In DCIT vs. Nokia India (P) Ltd. (ITAT Delhi), ITA No. 2380/Del/2010 one of the ground taken by Revenue was that on the facts and circumstances of the case and in law, the CIT(A) erred in deleting the disallowance of Rs.57,23,201/- out of foreign travelling expenses made by the AO.
AO disallowed 20% of total foreign travel expenses during the year under consideration. CIT(A) recorded that for assessment year 2000-01 and 2001-02 the disallowance was restricted to 10% of the total expenses incurred for foreign travel, against which Revenue preferred appeal to Delhi ITAT. The Counsel of the assessee submitted that the issue stands settled by various decisions of this Tribunal in assessee’s own case from A.Y.s 1998-99, 1999-00, 2000-01, 2001-02 and 2002-03. He also submitted that, consistent view taken by Delhi ITAT for A.Y.s 2000-01 and 2001-02 has been upheld by Hon’ble jurisdictional High Court.

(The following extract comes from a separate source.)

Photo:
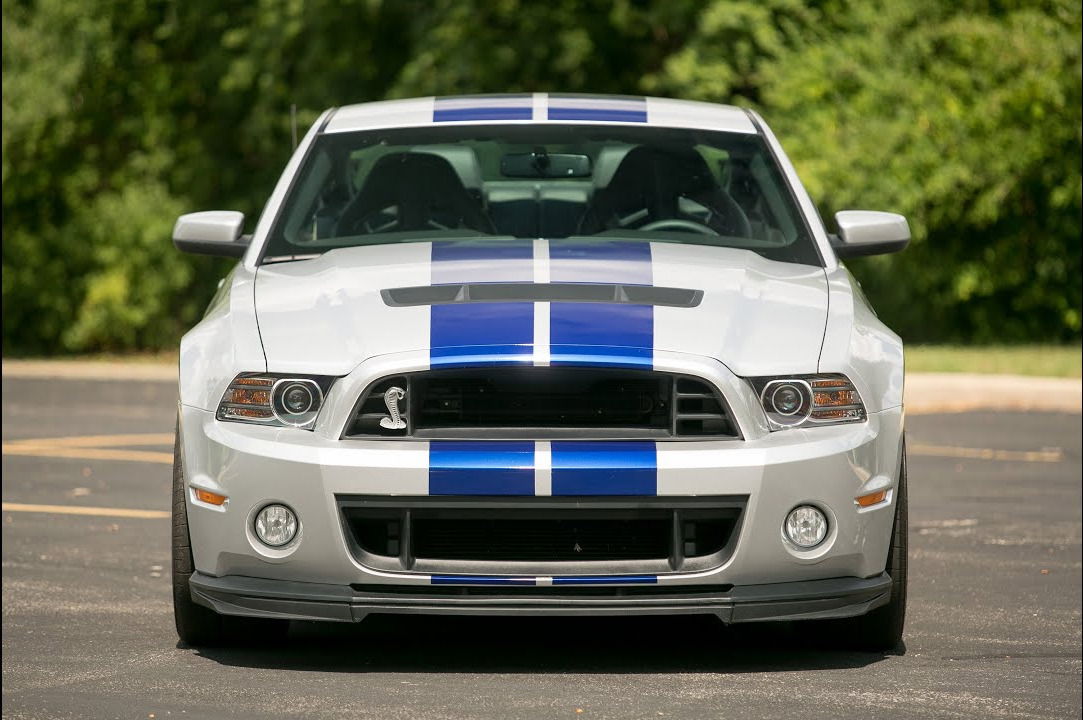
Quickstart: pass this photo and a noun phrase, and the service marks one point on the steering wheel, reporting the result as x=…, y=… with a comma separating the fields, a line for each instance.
x=678, y=224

In respect of appeal by Revenue, the learned Members of the Delhi ITAT perused the submissions advanced by both the sides in the light of the records and decisions relied upon by Counsel in assessee’s own case for various A.Y.s placed in the paper book.
The Delhi ITAT in assessee’s own case has earlier observed as under:
“15. We have heard both the parties and perused record placed on record. Apropos ground no.1, we are of the view that assessee had filed sufficient evidence in the form of foreign travel expenses incurred by the assessee on its employees who went abroad to carry out business activities of the assessee in respect of various services relatable to software, maintenance etc. Apart from expenditure incurred on foreign tours of employees. CIT(A) has observed duration of stay, purpose of visit etc. In our considered view, assessee filed sufficient compliance to establish its claim that the foreign travel expenditure incurred on employees was in relation to business. CIT(A) has held that AO’s action was not proper. However, at the end of his order, without giving any reason has retained 10% by observation supra. Hence, an addition of 10% out of foreign travel expenses appears to be reasonable. Once, the AO;s findings are not found to be incorrect, then CIT(A) was under obligation to explain what he means by reasonableness. In our view, once the assessee discharged its burden and revenue does not rebut, the same in factual terms no disallowance called for. Hon’ble High Court in the case of SA Builders (supra) has held that the expression purpose of business has provided connotation and includes expenditure incurred for commercial expediency. In our view, assessee has established that the expenditure on foreign travel of employees was in the realm of commercial expediency. In view thereof, we hold that the assessee is entitled to the claim of travelling expenditure, 10% retained by CIT(A) is deleted. This ground of the assessee is allowed and revenue’s sole ground in this behalf is dismissed.”
Hon’ble High Court upheld the findings of Delhi ITAT, by observing as under:
“We find from the order of CIT as well as ITAT that the explanation given by assessee was that this provision was made on the basis of past experience and other relevant consideration. The very fact that the provision for lesser amount is made in spite of the fact that as well as had indicates in this issue would itself demonstrate that there was a proper application of mind on the part of the assessee in making this provision. Merely on this ground, the AO could not have disallowed the provision to the extent of 25% and thus the ITAT rightly allowed the entire provision towards warranty. We may also observe here that such provision has been made in preceding as well as subsequent AYs and has been allowed in full by the ITAT and affirmed by this Court. Therefore, no question of law arises.”
The Counsel submitted that, for the year under consideration, there has been no change in factual position in so far as foreign travel expenses are concerned. He submitted that for the year under consideration foreign travel expenses incurred were Rs.2,86,16,007/-. Further CIT(A) categorically observed that these expenses have been incurred in accordance with international travel policy of Nokia group, which regulates and facilitates the movement of personnel of the assessee across international locations, and there is no expenses which could be termed as not incurred for purposes of assessee company. From the submissions made by assessee before the authorities below, it appears that assessee has filed all the relevant details in respect of travelers and their status of employment with Nokia.
The learned Members of the Delhi ITAT held that we therefore do not find any reason to interfere with the consistent approach followed by CIT(A) which is supported by various orders of Delhi ITAT for various assessment years and which have been affirmed by Hon’ble jurisdictional High Court in appeal filed for A.Y. 2000-2001 and 2001-02. Accordingly the ground raised by Revenue was dismissed.